En España y en Francia, sin embargo, hablar con acento estaba prohibido. Se hablaba en andaluz sólo en películas “folklóricas”, pero si un actor o una actriz andaluces actuaban en un filme realista, tenían que hacerlo a la castellana. He visto alguna película con el torero Paco Camino, sevillano que hablaba como tal, doblado por un actor con un impecable acento vallisoletano.

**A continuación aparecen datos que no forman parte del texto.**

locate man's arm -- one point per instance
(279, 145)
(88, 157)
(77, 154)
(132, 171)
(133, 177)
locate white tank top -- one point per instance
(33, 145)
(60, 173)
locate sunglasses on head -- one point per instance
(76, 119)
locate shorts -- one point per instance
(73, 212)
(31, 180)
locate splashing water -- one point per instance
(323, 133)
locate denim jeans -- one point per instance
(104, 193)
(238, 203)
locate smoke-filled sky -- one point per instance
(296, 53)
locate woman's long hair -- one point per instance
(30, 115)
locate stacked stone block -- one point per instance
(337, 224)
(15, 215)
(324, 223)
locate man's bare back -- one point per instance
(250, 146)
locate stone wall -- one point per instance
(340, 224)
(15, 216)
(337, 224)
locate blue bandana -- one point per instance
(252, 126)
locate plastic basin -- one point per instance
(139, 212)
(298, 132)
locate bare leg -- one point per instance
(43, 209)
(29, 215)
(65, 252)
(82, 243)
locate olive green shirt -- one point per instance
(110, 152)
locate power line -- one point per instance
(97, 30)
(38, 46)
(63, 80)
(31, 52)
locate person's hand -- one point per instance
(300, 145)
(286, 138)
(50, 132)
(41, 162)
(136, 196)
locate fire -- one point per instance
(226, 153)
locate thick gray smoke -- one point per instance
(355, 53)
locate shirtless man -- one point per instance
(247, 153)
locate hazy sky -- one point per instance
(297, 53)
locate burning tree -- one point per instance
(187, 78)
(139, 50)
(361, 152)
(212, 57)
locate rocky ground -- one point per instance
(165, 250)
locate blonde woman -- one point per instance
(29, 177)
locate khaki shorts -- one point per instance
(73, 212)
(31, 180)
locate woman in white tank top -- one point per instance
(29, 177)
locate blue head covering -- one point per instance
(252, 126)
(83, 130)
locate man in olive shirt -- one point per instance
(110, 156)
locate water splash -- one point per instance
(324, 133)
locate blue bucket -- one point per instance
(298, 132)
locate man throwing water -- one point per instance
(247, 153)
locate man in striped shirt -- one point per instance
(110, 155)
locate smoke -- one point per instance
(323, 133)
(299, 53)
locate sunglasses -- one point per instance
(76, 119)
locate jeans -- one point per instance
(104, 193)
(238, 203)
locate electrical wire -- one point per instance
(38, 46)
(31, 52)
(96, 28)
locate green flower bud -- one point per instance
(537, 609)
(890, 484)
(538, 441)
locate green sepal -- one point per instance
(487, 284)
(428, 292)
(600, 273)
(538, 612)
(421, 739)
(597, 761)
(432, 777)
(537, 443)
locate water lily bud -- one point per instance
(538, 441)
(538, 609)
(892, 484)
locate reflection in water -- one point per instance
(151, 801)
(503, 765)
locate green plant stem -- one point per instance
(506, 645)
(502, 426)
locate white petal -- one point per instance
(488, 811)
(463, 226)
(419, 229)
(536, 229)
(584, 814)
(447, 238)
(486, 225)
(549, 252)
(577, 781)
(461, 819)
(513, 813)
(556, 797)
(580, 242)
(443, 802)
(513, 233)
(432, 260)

Y lo mismo sucedía en la democrática y republicana Francia. En Italia otro tanto, al fin que el cine primero y la televisión después impusieron la lengua toscana a todas las demás, pero no sólo la lengua sino la acentuación de la misma.

Recuerdo que cuando fui alumno en la Universidad de París, estudiantes y maestros se burlaban de Pierre Fouché –quien era rector y continuaba con sus cátedras de filología y de fonética– porque su “ere” seguía siendo la de un hombre del Pirineo y sus nasales eran apenas sugeridas. Caso raro el de Fouché porque los hombres y las mujeres del Mediodía iban, a lo largo de sus vidas, renunciando a esa manifestación del alma que es el acento. Ives Montand, marsellés, hablaba como un hombre de la Francia hegemónica; lo mismo Danielle Darrieux, la excepcional y bellísima actriz de Burdeos… Y ni se diga de los cantantes; Trénet, Bécaud y Brassens se camuflaron ligeramente como para no ser confundidos con Tino Rossi, ese francés de Córcega que, para muchos, era y no era francés, por más que el Emperador dijera… Sin embargo, él también, para no parecer exótico, movido por un extraño complejo, disfrazaba su acento y regañaba a sus hermanas que no sólo no lo habían perdido sino que a la primera de cambio se soltaban a hablar la lengua corsa. Existe un afán de unificación, de anulación de la diferencia, como han procurado las academias aliadas a las gramáticas. Se me ocurre que Lebrija fue, sin quererlo, el primer inquisidor de la lengua castellana.

Volviendo al programa del invierno pasado, recuerdo que, después de las burlas del diputado a la Ministra del Medio Ambiente, apareció en pantalla un andaluz que no hablaba como andaluz, pero que se enojaba porque habían menospreciado por su acento a la Ministra: “Me sé orgulloso –dijo– de ser andaluz a pesar de que mi habla no lo anuncia”. Qué afán inconsciente de globalizarse, de homogeneizarse que ha atacado, incluso, a personas radicalmente particulares. Y viene a mi mente un filólogo alemán, doctorado en lenguas romances, que me confesó que la “ere” de los franceses era similar a la de los españoles. Los francos y los normandos, pienso, han de haber sido los primeros planificadores, igualadores, enemigos acérrimos de la diferencia.

No sé para los demás, pero para mí el habla exhibe el alma. De niño, apegado a mis abuelos por propia elección, fui impermeable al habla de los cubanos; era una rebelión contra unas cadencias que me impedían ser natural. Sentía que a mí me iba el castellano del altiplano: duro, seco, con su música “imperial” y cortante. Y así pasaron años para que se hicieran en mí, de modo natural, las cadencias que exigía mi espíritu y que traducían mis emociones: un habla que no es mexicana ni tampoco, en rigor, castellana ni mucho menos, aunque algo, cubana, pero que es la mía. Pasaron años para que al encontrar el habla encontrara mi alma, para que me hallara a mí mismo, para descansar y agonizar en mi lengua.

Sí: ceux qui n’ont pas d’accent, je ne puis que les plaindre… (“a quienes no tienen acento sólo puedo compadecerlos…”).